Parker Noyes, Esq., of Salisbury, was elected trustee, 1826, in place of Aaron Woodman, deceased. Charles Gilman, Esq. (lawyer in Sanbornton), in place of Abel Kimball, 1828. Charles Lane, vice Parker Noyes, 1830; Joseph Woodman, Esq. vice Jeremiah Woodman, Esq, 1833; Thomas R. Greenleaf, Esq., vice Charles Gilman, Esq., 1834; Capt. Chase Perkins and Eliphalet Ordway elected 1835; Daniel Sanborn (rice his father, Dr. B. Sanborn), and George W. Crockett of Boston, elected 1836; Dr. E. K. Webster, of Hill, elected 1839; Bartlett Hill, Esq., Bracket L. Johnston, and Simeon Sanborn, all of Sanbornton, in 1840. At the twelfth annual meeting, 1836, Hon. Nathan Taylor resigned the office of president, receiving a vote of thanks, and Rev. William Patrick was chosen president in his place, and Capt. C. other officers. Perkins vice-president. Capt. Perkins, president, 1838; Col. Daniel Sanborn, president, 1839; Rev. William Patrick re-elected, 1840–43, and Rev. A. Bodwell chosen secretary for the nineteenth time, Nov. 1, 1843: from which date, though the meeting stood adjourned to the first Wednesday of November, 1844. No further records were found.

==Later years==
The Catalogue for the year ending November 24, 1840, was, for those times, a creditable pamphlet of 18 pages, printed in Sanbornton, by J. C. Wilson. Total number of students, 180; male department, 109; female department, 71. Thirty-eight of the number - ten girls — had attended to Latin or Greek, or both; four (girls) had studied the French language; and one (girl) the Italian language. The executive committee of the trustees announced their prospects for the coming year, winter term to commence Wednesday, December 2, with undiminished confidence in their preceptor, Dyer H. Sanborn, A. M.. The success of the institution, since it had been under his charge, surpassed their highest expectations. The boarding-house was about to come under the care of Mr. Noah G. Smith, who was highly recommended for that position. The price of board was to be eight shillings a week, including washing, and exclusive of wood and lights; with tuition, a quarter. The two literary societies, titled the "Literary Panoplean", and the "Mercurean Loquendi", were also commended. The Analytical Grammar, prepared by the principal, having already passed through three editions, was favored with a long advertising card.

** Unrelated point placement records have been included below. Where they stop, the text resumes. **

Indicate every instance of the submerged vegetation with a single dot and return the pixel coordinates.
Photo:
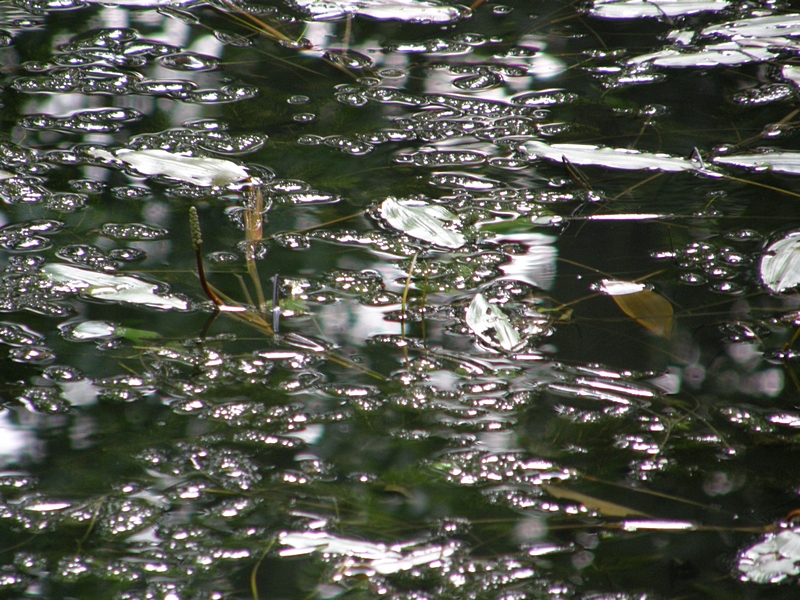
(399, 299)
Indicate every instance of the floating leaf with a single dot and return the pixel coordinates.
(483, 318)
(605, 508)
(197, 170)
(113, 288)
(633, 9)
(644, 306)
(613, 158)
(780, 265)
(422, 220)
(772, 560)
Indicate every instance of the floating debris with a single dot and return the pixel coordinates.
(635, 9)
(410, 11)
(612, 158)
(778, 161)
(197, 170)
(484, 318)
(423, 221)
(780, 266)
(114, 288)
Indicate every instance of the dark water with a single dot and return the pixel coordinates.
(383, 443)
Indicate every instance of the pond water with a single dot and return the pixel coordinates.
(496, 301)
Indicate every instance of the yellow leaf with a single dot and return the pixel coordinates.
(644, 306)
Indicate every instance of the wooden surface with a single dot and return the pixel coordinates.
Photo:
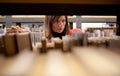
(85, 61)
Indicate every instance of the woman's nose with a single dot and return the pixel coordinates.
(60, 24)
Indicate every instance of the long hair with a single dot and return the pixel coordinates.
(49, 20)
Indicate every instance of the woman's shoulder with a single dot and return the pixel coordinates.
(75, 30)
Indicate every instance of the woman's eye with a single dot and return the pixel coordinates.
(63, 20)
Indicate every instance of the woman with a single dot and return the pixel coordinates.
(56, 26)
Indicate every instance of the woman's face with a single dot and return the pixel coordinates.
(59, 25)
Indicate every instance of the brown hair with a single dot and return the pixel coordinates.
(49, 20)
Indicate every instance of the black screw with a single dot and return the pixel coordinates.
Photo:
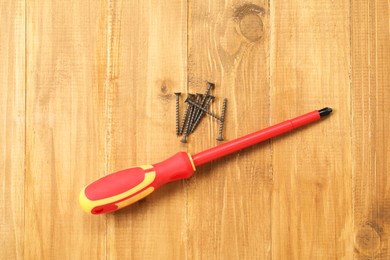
(205, 110)
(186, 129)
(219, 138)
(197, 120)
(185, 114)
(206, 95)
(194, 113)
(177, 113)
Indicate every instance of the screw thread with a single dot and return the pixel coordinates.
(205, 110)
(201, 114)
(177, 113)
(219, 138)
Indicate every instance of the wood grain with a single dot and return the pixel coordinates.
(146, 64)
(12, 128)
(87, 88)
(229, 200)
(65, 131)
(310, 62)
(370, 129)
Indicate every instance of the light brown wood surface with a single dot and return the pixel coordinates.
(87, 88)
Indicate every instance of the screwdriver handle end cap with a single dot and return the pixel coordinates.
(122, 188)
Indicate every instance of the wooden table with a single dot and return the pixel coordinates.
(87, 88)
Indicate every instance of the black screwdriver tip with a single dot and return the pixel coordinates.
(325, 111)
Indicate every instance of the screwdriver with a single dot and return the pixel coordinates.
(120, 189)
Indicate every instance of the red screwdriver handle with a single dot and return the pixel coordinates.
(122, 188)
(125, 187)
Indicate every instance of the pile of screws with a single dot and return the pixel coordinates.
(197, 107)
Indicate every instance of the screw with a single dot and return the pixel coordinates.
(177, 113)
(197, 120)
(219, 138)
(194, 112)
(210, 85)
(184, 140)
(206, 95)
(205, 110)
(188, 108)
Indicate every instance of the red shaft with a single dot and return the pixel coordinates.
(254, 138)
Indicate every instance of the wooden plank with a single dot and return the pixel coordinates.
(146, 64)
(65, 136)
(370, 135)
(12, 128)
(229, 200)
(311, 200)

==Final disposal of the building==
But with the decay of the "Square", the academy gradually diminished in patronage and efficiency. Its limited funds soon became exhausted in the support of the school and the outlay for the boarding-house. The last academy term was in 1857. In 1865, the building had been left in quite a forlorn condition, no one apparently interested in its welfare, clapboards loose; glass broken; occasionally used for dancing. But early in 1867, the school district at the Square obtained the control of the building, for a nominal sum, from the few remaining shareholders then living or accessible, repaired the whole outside, and converted the lower story into a commodious school-room, which was first occupied by a dedicatory religious meeting, Sabbath evening, May 19, the first district school commencing under Miss Sarah Taylor the following day. The upper room, being finished and furnished with settees by a subscription of the citizens, became a public hall for the parish and townspeople generally, the ladies of the Congregational society having prior claim to its occasional use for their social gatherings, by virtue of a small rent paid to the district. The cupola was repaired and painted in 1879 by a subscription raised chiefly among the citizens of the neighborhood.